Through her experience with the group on the geriatric inpatient unit, Willsher has observed that the music and movement groups don’t resonate with everyone. “Responses have been mixed,” she says. I think this depends largely on the individual, their history, and where they are at on their journey.”

Comeau is grateful to The Royal for building a music and mental health program and is especially appreciative of the vision and enthusiasm of Dr. Florence Dzierszinski, president of the University of Ottawa Institute of Mental Health Research (IMHR) at The Royal and vice-president of research, for bringing music to The Royal. 

“The music and movement groups are a great example of the connection between research and care,” says Comeau.

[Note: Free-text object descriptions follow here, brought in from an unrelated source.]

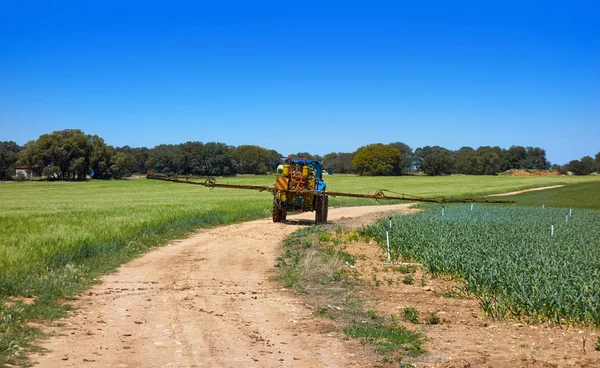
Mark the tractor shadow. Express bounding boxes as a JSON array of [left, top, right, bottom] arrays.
[[282, 219, 319, 226]]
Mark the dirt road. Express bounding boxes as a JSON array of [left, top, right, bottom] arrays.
[[32, 204, 411, 368]]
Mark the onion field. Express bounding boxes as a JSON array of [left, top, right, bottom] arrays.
[[363, 204, 600, 327]]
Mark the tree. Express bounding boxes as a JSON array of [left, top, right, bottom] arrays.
[[352, 144, 400, 176], [454, 146, 481, 175], [200, 142, 236, 176], [323, 152, 355, 174], [234, 145, 281, 174], [42, 165, 61, 179], [35, 132, 70, 179], [18, 129, 95, 179], [580, 156, 594, 175], [525, 147, 550, 170], [18, 140, 45, 174], [389, 142, 413, 174], [290, 152, 315, 159], [0, 141, 21, 180], [504, 146, 528, 170], [179, 142, 206, 175], [89, 135, 116, 178], [144, 142, 237, 176], [564, 156, 594, 175], [116, 146, 148, 174], [146, 144, 181, 174], [475, 146, 503, 175], [110, 151, 135, 178], [414, 146, 455, 176], [594, 152, 600, 173]]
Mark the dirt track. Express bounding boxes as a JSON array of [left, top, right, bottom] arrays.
[[32, 204, 412, 368], [486, 185, 564, 197]]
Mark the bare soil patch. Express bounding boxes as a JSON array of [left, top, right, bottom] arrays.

He hopes that by demonstrating the wellness benefits of community-based music programs for individuals experiencing mental health challenges, healthcare professionals will have the data they need to integrate – and maybe even prescribe ­– evidence-based musical programming as a way of improving health and well-being for people of all ages.

The official inauguration of The Royal’s music and mental health research clinic is taking place November 2024. Click here to sign up for our newsletter for more information as we get closer to the date. 

Outline of a head with music notes forming a brain.

Music research at The Royal

In 2023, Dr. Gilles Comeau received a $1M grant over four years from the Public Health Agency of Canada (PHAC) for a project called: Community-based music intervention as a means to enhance health and well-being of people living with dementia and bring support to their family and caregivers. This project is implementing and evaluating two community-based music interventions that will enhance the well-being and quality of life of people living with dementia and family/friend caregivers, and reduce risk and/or delay the onset and progression of dementia. The project targets at-risk populations (55+) living in the National Capital Region and rural communities in Northern Ontario.

Partnerships in the community

The music and movement program is offered through our partners at: Bruyère (in the geriatric day program and the memory clinic); the Dementia Society of Ottawa; the Vanier Community Services Centre; the Canadian Mental Health Association (Ottawa branch); the Performing Arts Lodges (PAL) Toronto. Programming is also being developed in Northern Ontario.